Javascript or no, the href attribute of an <a> tag does not have to be a URL
in order for it to be clickable. (Whether or not it will do anything useful is
another matter.)

> Or do you mean clicking on it could take you somewhere other than where you
> would go if you chose "copy url" and manually pasted it into the address
> bar?

This is possible with Javascript - capture the click event before the
browser's <a> tag handling and load any page you want.
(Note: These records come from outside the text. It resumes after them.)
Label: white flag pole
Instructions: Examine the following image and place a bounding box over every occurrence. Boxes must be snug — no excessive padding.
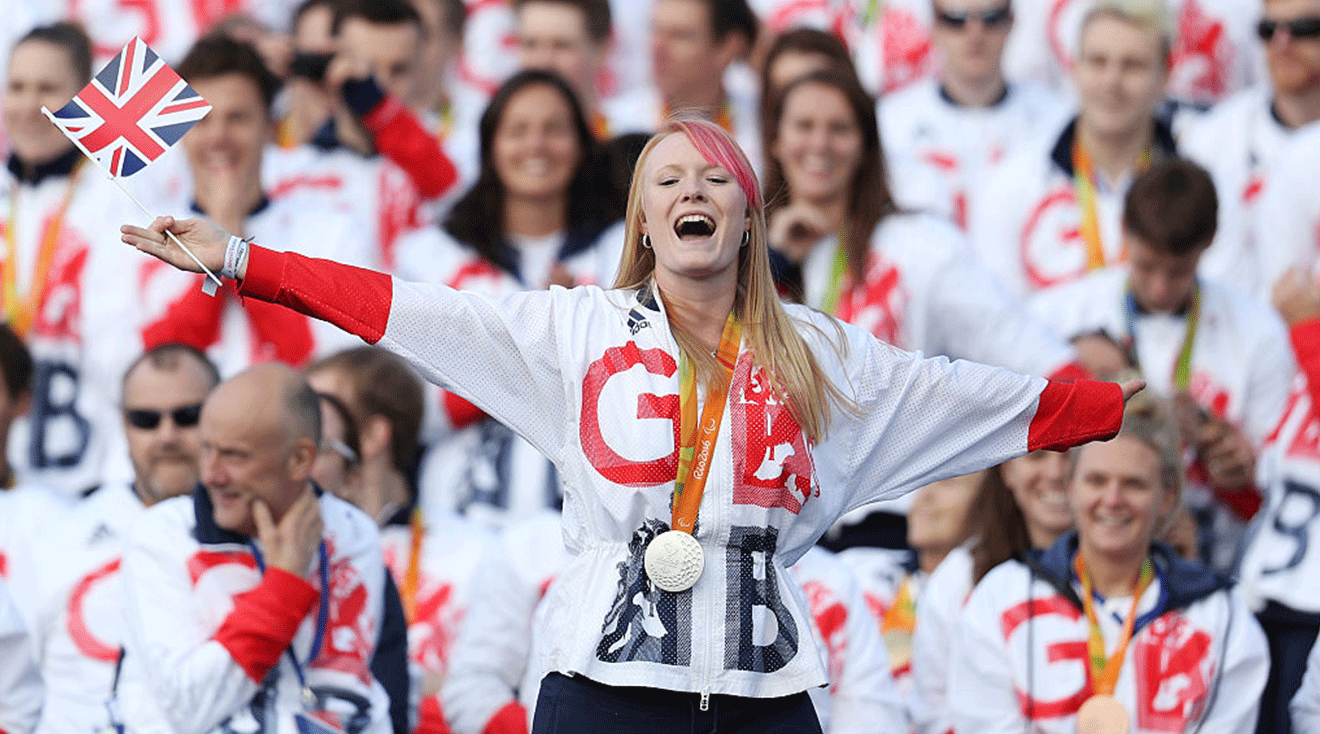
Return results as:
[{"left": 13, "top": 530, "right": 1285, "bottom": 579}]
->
[{"left": 41, "top": 106, "right": 223, "bottom": 296}]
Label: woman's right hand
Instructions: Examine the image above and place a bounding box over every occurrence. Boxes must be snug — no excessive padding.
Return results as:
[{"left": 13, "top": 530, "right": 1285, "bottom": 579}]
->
[
  {"left": 766, "top": 203, "right": 829, "bottom": 264},
  {"left": 119, "top": 217, "right": 229, "bottom": 275}
]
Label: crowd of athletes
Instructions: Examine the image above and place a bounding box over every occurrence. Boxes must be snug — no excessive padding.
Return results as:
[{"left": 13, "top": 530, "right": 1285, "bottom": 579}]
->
[{"left": 0, "top": 0, "right": 1320, "bottom": 734}]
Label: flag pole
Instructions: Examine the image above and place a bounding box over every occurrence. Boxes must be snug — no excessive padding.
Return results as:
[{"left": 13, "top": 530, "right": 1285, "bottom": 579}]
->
[{"left": 41, "top": 106, "right": 224, "bottom": 296}]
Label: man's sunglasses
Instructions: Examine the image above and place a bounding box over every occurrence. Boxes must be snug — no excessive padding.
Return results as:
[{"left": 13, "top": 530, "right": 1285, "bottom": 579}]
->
[
  {"left": 1255, "top": 17, "right": 1320, "bottom": 44},
  {"left": 935, "top": 5, "right": 1012, "bottom": 29},
  {"left": 124, "top": 403, "right": 202, "bottom": 430}
]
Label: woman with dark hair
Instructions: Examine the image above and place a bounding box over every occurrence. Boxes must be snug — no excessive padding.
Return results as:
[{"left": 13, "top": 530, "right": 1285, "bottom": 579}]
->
[
  {"left": 409, "top": 70, "right": 623, "bottom": 288},
  {"left": 766, "top": 70, "right": 1076, "bottom": 549},
  {"left": 911, "top": 451, "right": 1072, "bottom": 734},
  {"left": 397, "top": 70, "right": 623, "bottom": 527}
]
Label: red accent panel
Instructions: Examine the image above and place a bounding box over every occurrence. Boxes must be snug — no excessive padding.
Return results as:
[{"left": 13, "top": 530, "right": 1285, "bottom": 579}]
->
[
  {"left": 143, "top": 276, "right": 234, "bottom": 350},
  {"left": 482, "top": 701, "right": 527, "bottom": 734},
  {"left": 214, "top": 568, "right": 318, "bottom": 684},
  {"left": 412, "top": 693, "right": 453, "bottom": 734},
  {"left": 1214, "top": 484, "right": 1263, "bottom": 521},
  {"left": 1045, "top": 362, "right": 1092, "bottom": 383},
  {"left": 239, "top": 244, "right": 395, "bottom": 345},
  {"left": 362, "top": 96, "right": 458, "bottom": 199},
  {"left": 1027, "top": 380, "right": 1123, "bottom": 451},
  {"left": 1288, "top": 318, "right": 1320, "bottom": 419},
  {"left": 440, "top": 389, "right": 486, "bottom": 430}
]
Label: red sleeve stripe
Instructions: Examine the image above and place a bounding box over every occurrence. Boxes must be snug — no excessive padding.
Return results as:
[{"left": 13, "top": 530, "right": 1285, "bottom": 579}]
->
[
  {"left": 213, "top": 568, "right": 319, "bottom": 684},
  {"left": 239, "top": 244, "right": 395, "bottom": 345},
  {"left": 1027, "top": 380, "right": 1123, "bottom": 451},
  {"left": 362, "top": 96, "right": 458, "bottom": 199}
]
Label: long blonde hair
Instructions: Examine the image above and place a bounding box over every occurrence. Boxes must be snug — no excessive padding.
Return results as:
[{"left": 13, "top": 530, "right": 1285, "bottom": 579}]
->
[{"left": 614, "top": 119, "right": 853, "bottom": 441}]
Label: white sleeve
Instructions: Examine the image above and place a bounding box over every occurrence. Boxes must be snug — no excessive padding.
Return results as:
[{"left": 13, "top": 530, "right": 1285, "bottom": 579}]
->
[
  {"left": 0, "top": 578, "right": 45, "bottom": 734},
  {"left": 839, "top": 329, "right": 1098, "bottom": 512},
  {"left": 1288, "top": 628, "right": 1320, "bottom": 731},
  {"left": 380, "top": 279, "right": 572, "bottom": 463},
  {"left": 440, "top": 536, "right": 541, "bottom": 734},
  {"left": 1197, "top": 591, "right": 1267, "bottom": 734},
  {"left": 826, "top": 572, "right": 908, "bottom": 734},
  {"left": 911, "top": 564, "right": 964, "bottom": 734},
  {"left": 948, "top": 584, "right": 1028, "bottom": 734},
  {"left": 120, "top": 514, "right": 257, "bottom": 734},
  {"left": 1242, "top": 312, "right": 1298, "bottom": 451}
]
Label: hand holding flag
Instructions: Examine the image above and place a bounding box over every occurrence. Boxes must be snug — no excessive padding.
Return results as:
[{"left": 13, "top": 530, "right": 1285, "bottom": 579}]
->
[{"left": 41, "top": 38, "right": 220, "bottom": 294}]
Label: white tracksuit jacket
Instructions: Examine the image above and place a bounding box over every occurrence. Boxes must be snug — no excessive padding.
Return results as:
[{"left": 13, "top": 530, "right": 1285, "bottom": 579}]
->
[
  {"left": 949, "top": 533, "right": 1270, "bottom": 734},
  {"left": 12, "top": 483, "right": 145, "bottom": 734},
  {"left": 380, "top": 512, "right": 491, "bottom": 731},
  {"left": 1027, "top": 265, "right": 1296, "bottom": 446},
  {"left": 1239, "top": 321, "right": 1320, "bottom": 612},
  {"left": 0, "top": 578, "right": 42, "bottom": 734},
  {"left": 0, "top": 150, "right": 165, "bottom": 498},
  {"left": 968, "top": 120, "right": 1173, "bottom": 298},
  {"left": 444, "top": 512, "right": 906, "bottom": 734},
  {"left": 1177, "top": 87, "right": 1320, "bottom": 301},
  {"left": 803, "top": 207, "right": 1074, "bottom": 375},
  {"left": 117, "top": 488, "right": 389, "bottom": 734},
  {"left": 876, "top": 79, "right": 1069, "bottom": 226},
  {"left": 229, "top": 247, "right": 1121, "bottom": 697},
  {"left": 911, "top": 545, "right": 973, "bottom": 734}
]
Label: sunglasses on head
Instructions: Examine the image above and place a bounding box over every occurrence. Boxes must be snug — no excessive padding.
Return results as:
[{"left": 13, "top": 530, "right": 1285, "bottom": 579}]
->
[
  {"left": 1255, "top": 17, "right": 1320, "bottom": 42},
  {"left": 124, "top": 403, "right": 202, "bottom": 430},
  {"left": 935, "top": 5, "right": 1012, "bottom": 29}
]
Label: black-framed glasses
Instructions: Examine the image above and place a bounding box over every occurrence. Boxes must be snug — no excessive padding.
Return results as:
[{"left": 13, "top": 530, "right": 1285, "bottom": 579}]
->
[
  {"left": 935, "top": 5, "right": 1012, "bottom": 30},
  {"left": 124, "top": 403, "right": 202, "bottom": 430},
  {"left": 1255, "top": 17, "right": 1320, "bottom": 44}
]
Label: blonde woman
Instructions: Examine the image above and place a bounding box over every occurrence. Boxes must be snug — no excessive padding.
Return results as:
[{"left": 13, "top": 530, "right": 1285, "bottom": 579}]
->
[{"left": 123, "top": 120, "right": 1140, "bottom": 734}]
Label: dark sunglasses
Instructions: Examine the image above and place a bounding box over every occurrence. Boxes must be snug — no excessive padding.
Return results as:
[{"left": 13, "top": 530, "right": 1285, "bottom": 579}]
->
[
  {"left": 1255, "top": 18, "right": 1320, "bottom": 44},
  {"left": 935, "top": 5, "right": 1012, "bottom": 30},
  {"left": 124, "top": 403, "right": 202, "bottom": 430}
]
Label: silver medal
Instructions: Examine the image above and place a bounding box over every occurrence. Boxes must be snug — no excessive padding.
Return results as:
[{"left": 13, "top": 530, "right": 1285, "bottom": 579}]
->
[{"left": 643, "top": 531, "right": 706, "bottom": 591}]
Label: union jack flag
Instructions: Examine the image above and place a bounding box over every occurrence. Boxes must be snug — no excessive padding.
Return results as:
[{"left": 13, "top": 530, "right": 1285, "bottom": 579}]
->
[{"left": 42, "top": 38, "right": 211, "bottom": 176}]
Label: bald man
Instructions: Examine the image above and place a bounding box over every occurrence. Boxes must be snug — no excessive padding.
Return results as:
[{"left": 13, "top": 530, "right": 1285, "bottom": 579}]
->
[{"left": 117, "top": 363, "right": 391, "bottom": 734}]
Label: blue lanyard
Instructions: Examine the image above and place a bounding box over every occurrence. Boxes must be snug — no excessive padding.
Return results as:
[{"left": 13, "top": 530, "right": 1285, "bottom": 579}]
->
[{"left": 248, "top": 539, "right": 330, "bottom": 700}]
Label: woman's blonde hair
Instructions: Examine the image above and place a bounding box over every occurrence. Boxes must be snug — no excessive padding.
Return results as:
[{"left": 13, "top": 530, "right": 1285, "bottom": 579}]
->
[{"left": 614, "top": 117, "right": 851, "bottom": 441}]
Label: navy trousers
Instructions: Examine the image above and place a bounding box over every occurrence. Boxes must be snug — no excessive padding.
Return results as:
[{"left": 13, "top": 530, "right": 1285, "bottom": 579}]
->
[
  {"left": 1255, "top": 602, "right": 1320, "bottom": 734},
  {"left": 532, "top": 673, "right": 821, "bottom": 734}
]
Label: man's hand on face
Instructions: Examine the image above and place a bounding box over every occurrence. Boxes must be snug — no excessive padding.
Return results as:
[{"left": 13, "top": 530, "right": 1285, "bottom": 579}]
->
[{"left": 252, "top": 484, "right": 322, "bottom": 578}]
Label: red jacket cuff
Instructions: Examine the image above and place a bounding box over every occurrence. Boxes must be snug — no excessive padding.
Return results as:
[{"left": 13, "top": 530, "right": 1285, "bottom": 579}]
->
[
  {"left": 239, "top": 244, "right": 284, "bottom": 304},
  {"left": 482, "top": 701, "right": 527, "bottom": 734},
  {"left": 214, "top": 568, "right": 319, "bottom": 683},
  {"left": 1027, "top": 380, "right": 1123, "bottom": 451}
]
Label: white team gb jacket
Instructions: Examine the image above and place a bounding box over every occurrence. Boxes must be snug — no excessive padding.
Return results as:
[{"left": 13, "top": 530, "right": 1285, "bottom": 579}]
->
[
  {"left": 117, "top": 488, "right": 389, "bottom": 734},
  {"left": 232, "top": 247, "right": 1119, "bottom": 697},
  {"left": 948, "top": 533, "right": 1270, "bottom": 734}
]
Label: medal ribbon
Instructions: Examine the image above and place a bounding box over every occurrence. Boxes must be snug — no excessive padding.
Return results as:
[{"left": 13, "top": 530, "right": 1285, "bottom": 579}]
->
[
  {"left": 0, "top": 161, "right": 82, "bottom": 338},
  {"left": 1123, "top": 285, "right": 1201, "bottom": 389},
  {"left": 669, "top": 312, "right": 742, "bottom": 535},
  {"left": 821, "top": 224, "right": 847, "bottom": 316},
  {"left": 1073, "top": 137, "right": 1151, "bottom": 272},
  {"left": 1073, "top": 553, "right": 1155, "bottom": 696},
  {"left": 399, "top": 506, "right": 426, "bottom": 624}
]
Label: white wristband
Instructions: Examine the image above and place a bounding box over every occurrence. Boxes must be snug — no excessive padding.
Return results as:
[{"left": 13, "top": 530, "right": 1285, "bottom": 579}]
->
[{"left": 220, "top": 236, "right": 249, "bottom": 280}]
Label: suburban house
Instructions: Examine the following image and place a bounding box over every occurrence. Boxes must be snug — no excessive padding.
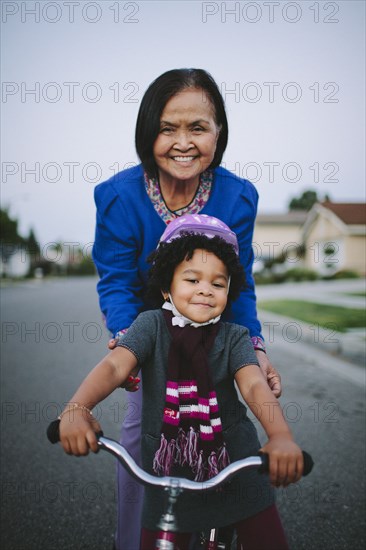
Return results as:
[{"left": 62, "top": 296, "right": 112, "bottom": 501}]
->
[
  {"left": 253, "top": 201, "right": 366, "bottom": 275},
  {"left": 303, "top": 202, "right": 366, "bottom": 275}
]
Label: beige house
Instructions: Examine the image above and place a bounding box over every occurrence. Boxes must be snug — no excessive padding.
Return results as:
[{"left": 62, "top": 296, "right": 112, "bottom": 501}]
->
[
  {"left": 253, "top": 202, "right": 366, "bottom": 275},
  {"left": 303, "top": 202, "right": 366, "bottom": 275},
  {"left": 253, "top": 210, "right": 308, "bottom": 270}
]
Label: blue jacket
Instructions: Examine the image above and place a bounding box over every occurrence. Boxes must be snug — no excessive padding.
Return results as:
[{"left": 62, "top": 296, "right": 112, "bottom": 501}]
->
[{"left": 93, "top": 164, "right": 261, "bottom": 336}]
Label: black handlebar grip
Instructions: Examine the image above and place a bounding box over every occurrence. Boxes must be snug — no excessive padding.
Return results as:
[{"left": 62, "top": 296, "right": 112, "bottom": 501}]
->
[
  {"left": 259, "top": 451, "right": 314, "bottom": 476},
  {"left": 47, "top": 419, "right": 60, "bottom": 443}
]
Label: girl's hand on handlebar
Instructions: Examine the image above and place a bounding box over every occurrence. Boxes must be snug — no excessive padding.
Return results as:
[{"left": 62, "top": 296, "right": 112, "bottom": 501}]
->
[
  {"left": 60, "top": 409, "right": 101, "bottom": 456},
  {"left": 261, "top": 434, "right": 304, "bottom": 487}
]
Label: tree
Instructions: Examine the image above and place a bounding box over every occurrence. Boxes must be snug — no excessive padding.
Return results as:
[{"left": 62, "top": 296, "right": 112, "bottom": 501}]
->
[{"left": 0, "top": 209, "right": 24, "bottom": 245}]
> is that true [possible] even on a forum like this that makes you post
> comments as plain text?

No. /u/mynewtb was talking about clickable hyperlinks where clicking on them
takes you to a different place than the tag's href. On sites like HN, where
all comments are plain text, there are no hyperlinks in comments. On sites
like Reddit, you can use Markdown to add clickable hyperlinks to your
comments, but you can't add <script> tags in order to manipulate what clicking
the pyperlink does.

In either case, an attacker would have to do XSS in order to change where you
go when you click a link.

This attack / trick is entirely feasible within first-party content or third-
party content that is allowed to use external Javascript or inline <script>
tags (for example, HTML email).

------
abhiminator
> Based on the screenshot, one security expert WXIA showed it to said that it
> resembled the message from a variant of Samsam, a family of ransomware that
> struck a number of hospitals two years ago.

Could this be one of those that exploited a Java de-serialization
vulnerability in Java-based application servers a couple of ago as the excerpt
says?

Java is an absolute buggy bag full of vulnerabilities, can't believe
people/organizations still run this shit.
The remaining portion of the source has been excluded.